Sırtında kendisine rahatsızlık veren bu oluşumu (şîr-î pençe) fark eden Yavuz Sultan Selim emrindekilere sıkmalarını söyler. Emrindekiler "hekimler baksa, belki ciddi bir şeydir" diye uyardılarsa da dinlemez Yavuz, "sivilcedir" diyerek tellağa sıktırır.  

Yavuz Sultan Selim Han bu hastalık vesilesiyle yatağa düşer. Ölüm vaktinin geldiğini anlayan ulu hakan yanından ayrılmayan kadim dostu Hasancan'a durumunu sorar: ‘’Hasancan, durumumuz nicedir?’’ Hasancan cevap verir: ‘’Hünkârım Allah'la olma vakti geldi.’’ Yavuz tekrar sorar: ‘’Bre Hasancan, sen şimdiye kadar bizi kiminle bilürdün?’’
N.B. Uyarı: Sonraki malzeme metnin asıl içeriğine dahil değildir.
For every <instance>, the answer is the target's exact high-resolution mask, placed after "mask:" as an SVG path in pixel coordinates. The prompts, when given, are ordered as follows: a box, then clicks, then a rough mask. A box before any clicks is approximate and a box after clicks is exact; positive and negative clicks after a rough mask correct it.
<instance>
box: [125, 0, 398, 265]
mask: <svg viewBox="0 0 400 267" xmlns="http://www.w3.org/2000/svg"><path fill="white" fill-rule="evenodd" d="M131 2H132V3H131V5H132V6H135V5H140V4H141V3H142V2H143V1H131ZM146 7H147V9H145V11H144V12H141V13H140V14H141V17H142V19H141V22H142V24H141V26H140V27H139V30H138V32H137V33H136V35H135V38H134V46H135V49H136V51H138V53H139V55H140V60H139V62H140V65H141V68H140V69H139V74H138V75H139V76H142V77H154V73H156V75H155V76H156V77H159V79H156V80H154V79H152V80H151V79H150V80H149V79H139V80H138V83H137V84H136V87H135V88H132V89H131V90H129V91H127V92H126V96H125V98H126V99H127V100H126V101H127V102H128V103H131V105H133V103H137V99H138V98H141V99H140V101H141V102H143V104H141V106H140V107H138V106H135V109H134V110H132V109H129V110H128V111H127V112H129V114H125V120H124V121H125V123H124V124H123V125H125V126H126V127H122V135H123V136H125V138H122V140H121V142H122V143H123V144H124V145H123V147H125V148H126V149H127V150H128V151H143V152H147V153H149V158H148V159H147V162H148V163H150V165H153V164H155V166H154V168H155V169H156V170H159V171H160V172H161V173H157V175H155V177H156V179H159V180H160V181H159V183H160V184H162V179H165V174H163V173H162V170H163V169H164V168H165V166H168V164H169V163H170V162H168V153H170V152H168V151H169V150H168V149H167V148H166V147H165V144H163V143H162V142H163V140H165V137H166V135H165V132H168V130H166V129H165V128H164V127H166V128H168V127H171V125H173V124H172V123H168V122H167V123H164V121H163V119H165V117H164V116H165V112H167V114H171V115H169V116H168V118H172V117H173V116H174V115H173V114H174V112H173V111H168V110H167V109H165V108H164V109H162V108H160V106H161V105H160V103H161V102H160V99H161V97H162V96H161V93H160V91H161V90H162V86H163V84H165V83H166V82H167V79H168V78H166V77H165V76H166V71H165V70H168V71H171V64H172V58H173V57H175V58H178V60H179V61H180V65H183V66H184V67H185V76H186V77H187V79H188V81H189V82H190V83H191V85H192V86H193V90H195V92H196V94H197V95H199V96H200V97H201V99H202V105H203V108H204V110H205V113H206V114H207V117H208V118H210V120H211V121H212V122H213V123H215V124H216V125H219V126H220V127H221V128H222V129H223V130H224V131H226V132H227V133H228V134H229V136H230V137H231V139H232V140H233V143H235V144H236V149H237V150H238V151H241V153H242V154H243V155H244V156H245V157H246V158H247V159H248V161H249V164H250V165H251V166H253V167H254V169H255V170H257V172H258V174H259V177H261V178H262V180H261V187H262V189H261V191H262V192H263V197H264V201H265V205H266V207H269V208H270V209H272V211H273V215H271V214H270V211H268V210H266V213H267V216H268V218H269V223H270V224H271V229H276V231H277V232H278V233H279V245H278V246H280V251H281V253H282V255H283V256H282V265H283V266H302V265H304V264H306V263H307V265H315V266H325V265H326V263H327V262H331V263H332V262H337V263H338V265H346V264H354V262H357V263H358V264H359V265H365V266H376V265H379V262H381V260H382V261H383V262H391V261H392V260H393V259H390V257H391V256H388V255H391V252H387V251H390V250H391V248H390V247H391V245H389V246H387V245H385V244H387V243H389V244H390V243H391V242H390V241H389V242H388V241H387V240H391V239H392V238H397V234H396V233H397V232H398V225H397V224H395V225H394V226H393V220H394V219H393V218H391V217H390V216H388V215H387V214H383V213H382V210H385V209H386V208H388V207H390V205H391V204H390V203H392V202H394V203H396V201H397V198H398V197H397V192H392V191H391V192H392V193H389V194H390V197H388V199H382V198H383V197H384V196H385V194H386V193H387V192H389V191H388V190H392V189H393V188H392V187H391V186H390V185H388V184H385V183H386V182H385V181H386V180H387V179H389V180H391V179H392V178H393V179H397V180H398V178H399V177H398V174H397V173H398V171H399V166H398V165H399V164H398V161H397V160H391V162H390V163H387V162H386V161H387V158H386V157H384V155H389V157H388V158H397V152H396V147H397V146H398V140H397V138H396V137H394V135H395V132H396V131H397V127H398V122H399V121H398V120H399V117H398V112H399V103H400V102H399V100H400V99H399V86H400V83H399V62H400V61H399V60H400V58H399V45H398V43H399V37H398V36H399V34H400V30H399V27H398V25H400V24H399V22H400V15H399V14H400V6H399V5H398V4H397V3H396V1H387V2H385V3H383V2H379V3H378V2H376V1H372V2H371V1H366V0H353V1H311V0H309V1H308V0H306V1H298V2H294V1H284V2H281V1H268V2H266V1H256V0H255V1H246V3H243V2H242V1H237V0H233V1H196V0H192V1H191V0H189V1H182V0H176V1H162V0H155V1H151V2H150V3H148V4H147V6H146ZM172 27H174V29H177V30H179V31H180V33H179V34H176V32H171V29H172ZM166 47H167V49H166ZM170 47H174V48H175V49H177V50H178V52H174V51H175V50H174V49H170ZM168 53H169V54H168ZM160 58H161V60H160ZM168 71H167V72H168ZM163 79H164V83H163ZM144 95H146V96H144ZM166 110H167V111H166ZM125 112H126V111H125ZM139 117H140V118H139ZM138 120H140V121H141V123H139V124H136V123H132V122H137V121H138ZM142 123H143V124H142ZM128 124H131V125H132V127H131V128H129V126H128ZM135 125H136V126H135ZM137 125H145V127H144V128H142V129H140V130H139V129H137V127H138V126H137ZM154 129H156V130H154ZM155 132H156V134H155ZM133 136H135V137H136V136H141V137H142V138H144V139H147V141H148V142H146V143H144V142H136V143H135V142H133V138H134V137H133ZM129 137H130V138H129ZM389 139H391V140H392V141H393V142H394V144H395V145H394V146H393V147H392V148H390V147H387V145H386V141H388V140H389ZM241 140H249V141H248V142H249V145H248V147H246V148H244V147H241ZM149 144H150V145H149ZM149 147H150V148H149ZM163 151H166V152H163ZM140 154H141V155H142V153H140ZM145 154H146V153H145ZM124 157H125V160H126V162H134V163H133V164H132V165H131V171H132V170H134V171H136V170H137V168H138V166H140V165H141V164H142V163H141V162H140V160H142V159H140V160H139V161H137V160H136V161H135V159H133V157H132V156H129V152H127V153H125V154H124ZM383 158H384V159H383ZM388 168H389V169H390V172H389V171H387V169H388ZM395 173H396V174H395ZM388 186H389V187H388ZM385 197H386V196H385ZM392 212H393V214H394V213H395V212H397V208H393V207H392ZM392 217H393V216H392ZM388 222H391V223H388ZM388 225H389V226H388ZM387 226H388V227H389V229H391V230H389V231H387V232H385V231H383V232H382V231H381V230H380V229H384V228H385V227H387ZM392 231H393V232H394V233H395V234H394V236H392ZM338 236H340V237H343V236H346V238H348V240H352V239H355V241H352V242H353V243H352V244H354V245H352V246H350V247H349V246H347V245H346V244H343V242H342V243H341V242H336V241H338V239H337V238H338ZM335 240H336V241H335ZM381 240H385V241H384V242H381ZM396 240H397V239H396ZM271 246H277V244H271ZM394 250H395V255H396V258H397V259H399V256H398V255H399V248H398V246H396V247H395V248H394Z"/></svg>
Daha sonra padişahın isteğiyle Hasancan "Yasin" suresini okumaya başlar. Padişah da kendisine eşlik eder. Hatta bir yerde yanlış okuduğunu söyleyerek tekrar baştan almasını ister.  Ancak Hasancan sureyi bitiremeden Yavuz ruhunu Hakk'a teslim eder.

Yazar Yavuz Bahadıroğlu’nun ‘’Şirpençe’’ (Nesil Yayınları, 2000) diye bir kitabı var. Bu konu kitapta detaylı bir şekilde anlatılır.

Tarihin zararı     

Bu kitabın  (Şirpençe) tanıtım yazısında Yavuz Sultan Selim şöyle der…

‘’Vükela ve ümeranın süslü elbiseler giymesi, padişahlarına tazimden ileri gelir. Biz Allah`tan başka kime tazime mecburuz ki, bu külfeti ihtiyar edelim? Bizim Padişahımız vücudu saran libasa değil, ruhun içindeki inanca bakar.’’

Tarih güzel olmasına güzel de ancak şöyle bir zararı var: İster istemez soru sorduruyor…

Günümüzde kocaman kocaman saraylarda, süslü süslü tahtlarda oturanlar, süslü püslü libaslar giyenler, şatafatlı şatafatlı arabalara, tayyarelere binenler acep kime tazime mecburlar ki bu külfeti ihtiyar eylerler? Yoksa ruhun içindeki inancın eksikliğini kocaman kocaman saraylarla, şatafatlı şatafatlı arabalarla, süslü püslü libaslarla mı örterler?